En California, entre 2017 y 2019, los recurrentes incendios forestales —en tierras de un no creyente en el desorden climático— redujeron a cenizas cerca de 7,7 millones de hectáreas, incluidos cientos de miles de hectáreas de vides. Estas tragedias han dejado pérdidas por más de US$660.000 millones, una cifra de difícil comprensión para nosotros.

Más cerca de casa, el fuego descontrolado acabó, en la vecina Brasil, con más de 900.000 hectáreas de bosque amazónico. ¿El costo inmediato? US$957.000 millones.

También en 2019, la furia de las conflagraciones hizo lo suyo en zonas de viñedos de Cataluña y alrededores de Madrid. O sea, Nuevo y Viejo Mundo en la misma paila.

El denominador común es el cambio climático. Tercamente, los estamentos gubernamentales hacen la vista gorda frente a la advertencia de mayores catástrofes.

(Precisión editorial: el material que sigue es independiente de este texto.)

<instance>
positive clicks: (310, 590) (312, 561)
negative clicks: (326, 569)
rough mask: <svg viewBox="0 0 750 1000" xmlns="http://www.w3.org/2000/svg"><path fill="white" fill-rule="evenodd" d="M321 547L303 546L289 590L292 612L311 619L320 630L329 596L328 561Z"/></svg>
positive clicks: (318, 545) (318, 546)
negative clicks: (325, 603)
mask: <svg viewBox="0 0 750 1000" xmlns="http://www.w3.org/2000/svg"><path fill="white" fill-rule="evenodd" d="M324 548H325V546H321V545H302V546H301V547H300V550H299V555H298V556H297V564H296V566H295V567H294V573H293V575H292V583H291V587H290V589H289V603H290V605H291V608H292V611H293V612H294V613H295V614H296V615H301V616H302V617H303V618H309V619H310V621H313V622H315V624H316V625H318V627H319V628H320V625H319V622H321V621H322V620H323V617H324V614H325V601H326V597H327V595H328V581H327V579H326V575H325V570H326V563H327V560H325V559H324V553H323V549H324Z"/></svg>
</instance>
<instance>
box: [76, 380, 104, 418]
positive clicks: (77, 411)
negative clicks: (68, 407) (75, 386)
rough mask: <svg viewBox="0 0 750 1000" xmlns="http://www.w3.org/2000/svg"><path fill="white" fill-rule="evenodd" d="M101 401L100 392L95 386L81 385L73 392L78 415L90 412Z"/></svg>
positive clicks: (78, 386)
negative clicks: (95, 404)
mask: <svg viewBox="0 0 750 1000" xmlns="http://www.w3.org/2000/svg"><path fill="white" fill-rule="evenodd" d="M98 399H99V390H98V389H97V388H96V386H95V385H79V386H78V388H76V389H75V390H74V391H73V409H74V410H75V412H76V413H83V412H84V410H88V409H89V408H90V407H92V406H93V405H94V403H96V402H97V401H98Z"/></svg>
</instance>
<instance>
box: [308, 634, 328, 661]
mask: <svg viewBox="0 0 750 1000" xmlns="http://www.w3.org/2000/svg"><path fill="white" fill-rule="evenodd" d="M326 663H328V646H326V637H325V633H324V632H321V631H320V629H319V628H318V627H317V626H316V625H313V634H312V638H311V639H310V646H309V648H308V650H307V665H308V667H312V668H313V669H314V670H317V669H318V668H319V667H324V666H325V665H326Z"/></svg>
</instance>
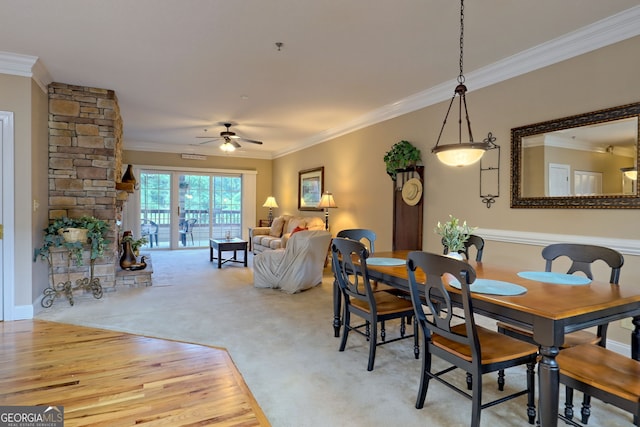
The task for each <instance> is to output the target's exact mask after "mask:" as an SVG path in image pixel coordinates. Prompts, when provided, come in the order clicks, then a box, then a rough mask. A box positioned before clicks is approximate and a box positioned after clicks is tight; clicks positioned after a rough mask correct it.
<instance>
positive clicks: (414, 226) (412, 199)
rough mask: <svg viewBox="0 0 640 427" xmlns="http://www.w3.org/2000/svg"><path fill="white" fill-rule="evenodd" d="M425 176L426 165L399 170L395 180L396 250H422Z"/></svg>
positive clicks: (394, 213) (394, 233) (393, 239)
mask: <svg viewBox="0 0 640 427" xmlns="http://www.w3.org/2000/svg"><path fill="white" fill-rule="evenodd" d="M423 178H424V166H413V167H410V168H407V169H399V170H398V171H397V176H396V180H395V181H394V182H393V250H394V251H396V250H405V249H406V250H418V251H420V250H422V220H423V217H424V210H423V204H424V197H423V195H422V192H423ZM403 190H404V197H403Z"/></svg>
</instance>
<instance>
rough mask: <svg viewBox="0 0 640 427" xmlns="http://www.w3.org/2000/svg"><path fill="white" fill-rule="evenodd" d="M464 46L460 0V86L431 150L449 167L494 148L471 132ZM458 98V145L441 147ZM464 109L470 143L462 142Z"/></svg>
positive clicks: (469, 140)
mask: <svg viewBox="0 0 640 427" xmlns="http://www.w3.org/2000/svg"><path fill="white" fill-rule="evenodd" d="M463 46H464V0H460V75H459V76H458V85H457V86H456V89H455V91H454V93H453V97H452V98H451V102H450V103H449V108H448V109H447V114H446V115H445V117H444V121H443V122H442V128H441V129H440V134H439V135H438V141H437V142H436V145H435V147H433V149H432V150H431V152H432V153H435V155H436V156H437V157H438V160H440V161H441V162H442V163H444V164H445V165H448V166H468V165H471V164H473V163H475V162H477V161H478V160H480V158H481V157H482V155H483V154H484V152H485V151H486V150H488V149H489V148H492V144H491V143H490V142H488V141H486V140H485V141H483V142H473V133H472V132H471V121H470V120H469V112H468V111H467V98H466V93H467V87H466V86H465V85H464V80H465V79H464V74H463V72H462V58H463ZM456 97H458V143H457V144H456V143H451V144H447V145H440V138H441V137H442V132H443V131H444V127H445V125H446V124H447V118H448V117H449V112H450V111H451V107H452V105H453V102H454V101H455V99H456ZM463 108H464V115H465V121H466V123H467V131H468V134H469V142H462V113H463Z"/></svg>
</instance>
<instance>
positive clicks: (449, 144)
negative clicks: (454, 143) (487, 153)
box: [431, 142, 489, 167]
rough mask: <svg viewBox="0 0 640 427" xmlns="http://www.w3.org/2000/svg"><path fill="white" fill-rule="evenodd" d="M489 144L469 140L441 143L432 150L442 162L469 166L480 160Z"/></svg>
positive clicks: (447, 165)
mask: <svg viewBox="0 0 640 427" xmlns="http://www.w3.org/2000/svg"><path fill="white" fill-rule="evenodd" d="M488 149H489V144H487V143H484V142H469V143H463V144H449V145H439V146H436V147H434V148H433V150H431V152H432V153H435V155H436V157H437V158H438V160H440V162H442V163H444V164H445V165H447V166H458V167H459V166H469V165H472V164H474V163H476V162H477V161H479V160H480V159H481V158H482V156H483V155H484V152H485V151H486V150H488Z"/></svg>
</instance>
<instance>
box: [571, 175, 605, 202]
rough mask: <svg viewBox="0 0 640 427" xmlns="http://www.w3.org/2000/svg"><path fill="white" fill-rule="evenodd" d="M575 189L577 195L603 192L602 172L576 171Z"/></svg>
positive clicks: (573, 176) (592, 195) (587, 194)
mask: <svg viewBox="0 0 640 427" xmlns="http://www.w3.org/2000/svg"><path fill="white" fill-rule="evenodd" d="M573 182H574V184H573V189H574V192H573V194H575V195H576V196H594V195H597V194H602V173H600V172H589V171H575V172H574V173H573Z"/></svg>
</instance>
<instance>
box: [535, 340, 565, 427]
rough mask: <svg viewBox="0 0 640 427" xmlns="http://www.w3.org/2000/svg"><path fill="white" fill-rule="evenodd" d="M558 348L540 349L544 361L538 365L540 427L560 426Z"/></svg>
mask: <svg viewBox="0 0 640 427" xmlns="http://www.w3.org/2000/svg"><path fill="white" fill-rule="evenodd" d="M558 353H559V350H558V347H547V346H542V347H540V354H541V355H542V359H541V360H540V363H538V379H539V385H540V391H539V396H544V398H543V399H542V398H541V399H538V406H539V414H540V425H541V426H542V427H556V426H557V425H558V399H559V395H560V370H559V368H558V362H556V356H557V355H558Z"/></svg>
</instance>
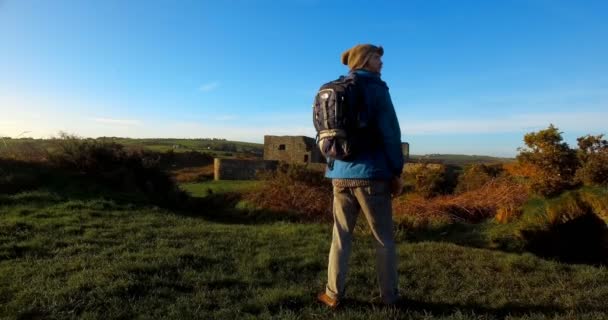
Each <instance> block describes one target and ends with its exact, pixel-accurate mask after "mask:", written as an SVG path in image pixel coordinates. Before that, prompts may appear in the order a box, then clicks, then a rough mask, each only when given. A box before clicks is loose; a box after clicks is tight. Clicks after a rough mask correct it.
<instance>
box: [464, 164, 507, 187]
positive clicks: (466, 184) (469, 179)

La causa directa es el calentamiento global, producido por las elevadas emisiones de gas carbónico. Esto ha desatado el aumento de las temperaturas primaverales y estivales, durante las cuales el termómetro ha subido a cerca de 45 grados centígrados, un nivel intolerable para el hombre.

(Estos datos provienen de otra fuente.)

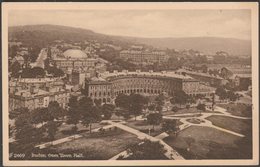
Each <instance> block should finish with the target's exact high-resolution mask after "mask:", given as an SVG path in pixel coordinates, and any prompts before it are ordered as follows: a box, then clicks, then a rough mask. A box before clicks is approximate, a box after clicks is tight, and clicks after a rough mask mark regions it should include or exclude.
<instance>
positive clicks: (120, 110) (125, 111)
mask: <svg viewBox="0 0 260 167" xmlns="http://www.w3.org/2000/svg"><path fill="white" fill-rule="evenodd" d="M115 114H116V116H118V117H119V116H123V117H124V118H125V119H129V118H130V115H131V113H130V112H129V110H126V109H118V110H116V113H115Z"/></svg>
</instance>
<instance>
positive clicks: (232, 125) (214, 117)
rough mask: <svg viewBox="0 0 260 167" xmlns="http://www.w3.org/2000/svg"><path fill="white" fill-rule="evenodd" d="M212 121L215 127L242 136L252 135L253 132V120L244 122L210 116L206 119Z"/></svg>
mask: <svg viewBox="0 0 260 167" xmlns="http://www.w3.org/2000/svg"><path fill="white" fill-rule="evenodd" d="M206 119H207V120H209V121H211V122H212V124H213V125H216V126H219V127H221V128H225V129H228V130H231V131H234V132H237V133H241V134H244V135H246V134H250V132H251V131H252V120H243V119H237V118H231V117H225V116H217V115H215V116H210V117H208V118H206Z"/></svg>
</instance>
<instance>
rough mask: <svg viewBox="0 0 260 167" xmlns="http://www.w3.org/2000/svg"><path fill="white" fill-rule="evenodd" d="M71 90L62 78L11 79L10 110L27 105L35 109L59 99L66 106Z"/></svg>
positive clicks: (65, 106) (10, 85) (9, 110)
mask: <svg viewBox="0 0 260 167" xmlns="http://www.w3.org/2000/svg"><path fill="white" fill-rule="evenodd" d="M69 97H70V92H69V91H68V90H66V89H65V84H64V82H63V81H62V79H61V78H19V79H13V80H10V81H9V111H13V110H15V109H19V108H23V107H26V108H28V109H29V110H33V109H36V108H41V107H48V105H49V102H51V101H57V102H58V103H59V105H60V106H61V107H63V108H65V107H66V106H67V104H68V100H69Z"/></svg>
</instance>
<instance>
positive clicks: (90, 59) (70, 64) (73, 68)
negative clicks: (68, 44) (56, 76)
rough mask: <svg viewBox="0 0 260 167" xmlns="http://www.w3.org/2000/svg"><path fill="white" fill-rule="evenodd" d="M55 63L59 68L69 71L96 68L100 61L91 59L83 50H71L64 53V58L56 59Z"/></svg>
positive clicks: (65, 51)
mask: <svg viewBox="0 0 260 167" xmlns="http://www.w3.org/2000/svg"><path fill="white" fill-rule="evenodd" d="M53 61H54V62H55V64H56V66H57V67H58V68H60V69H62V70H63V71H66V70H68V69H79V68H90V67H95V64H96V63H97V61H98V60H97V59H93V58H89V57H88V56H87V54H86V53H84V52H83V51H81V50H77V49H69V50H67V51H65V52H64V53H63V57H55V58H54V59H53Z"/></svg>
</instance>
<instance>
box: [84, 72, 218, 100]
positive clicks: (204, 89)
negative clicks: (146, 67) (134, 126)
mask: <svg viewBox="0 0 260 167" xmlns="http://www.w3.org/2000/svg"><path fill="white" fill-rule="evenodd" d="M86 88H87V91H88V96H89V97H91V98H92V99H100V100H102V102H103V103H106V102H110V101H111V100H112V99H114V98H115V97H116V96H117V95H118V94H120V93H125V94H131V93H140V94H144V95H158V94H160V93H163V92H164V93H167V94H169V95H173V94H174V91H176V90H183V91H184V92H185V93H187V94H188V95H191V96H195V95H198V94H204V95H210V94H212V93H214V88H211V87H208V86H204V85H201V84H200V83H199V81H198V80H196V79H194V78H192V77H190V76H188V75H180V74H177V73H176V72H165V71H163V72H152V71H150V72H141V71H136V72H128V71H122V72H117V71H114V72H113V73H108V72H105V73H102V74H101V75H100V76H99V77H95V78H92V79H91V80H89V81H87V82H86Z"/></svg>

En paralelo, las nieves se derriten con inusitada prontitud y las sequías se imponen, acelerando la deshidratación de la vegetación y facilitando la acción del fuego, cualquiera que sea su origen directo. Peor aún, y para agravar el panorama, los incendios vienen acompañados de vientos huracanados.

Además del efecto en la vegetación, los incendios y las humaredas exponen a millones de pobladores rurales y urbanos a un aire viciado.

Posteriormente, los bosques y viñedos afectados deben sobreponerse al estrés térmico desatado por las altas temperaturas, así como a la descontaminación de frutos y vinos, como resultado de las cenizas y humaredas.

Al inventariar los daños, es claro que estos no solo se manifiestan en la superficie, sino en el subsuelo: por ejemplo, en la mortandad de raíces y en la pérdida de nutrientes, todo lo cual reduce las producciones futuras, pues las plantas, por naturaleza, primero se dedican a recuperar su equilibrio antes que a germinar nuevos frutos.

Como siempre, Colombia marcha de espaldas a estas eventualidades. Es pasmosa la indiferencia gubernamental para controlar las emisiones de CO2 generadas por obsoletas industrias, un creciente parque automotor, un poco controlado transporte público-chimenea y una proliferación descontrolada de motocicletas, consideradas un peligroso agente agresor. Y ahí vamos, esperando milagros. Incendios similares nos arruinarían.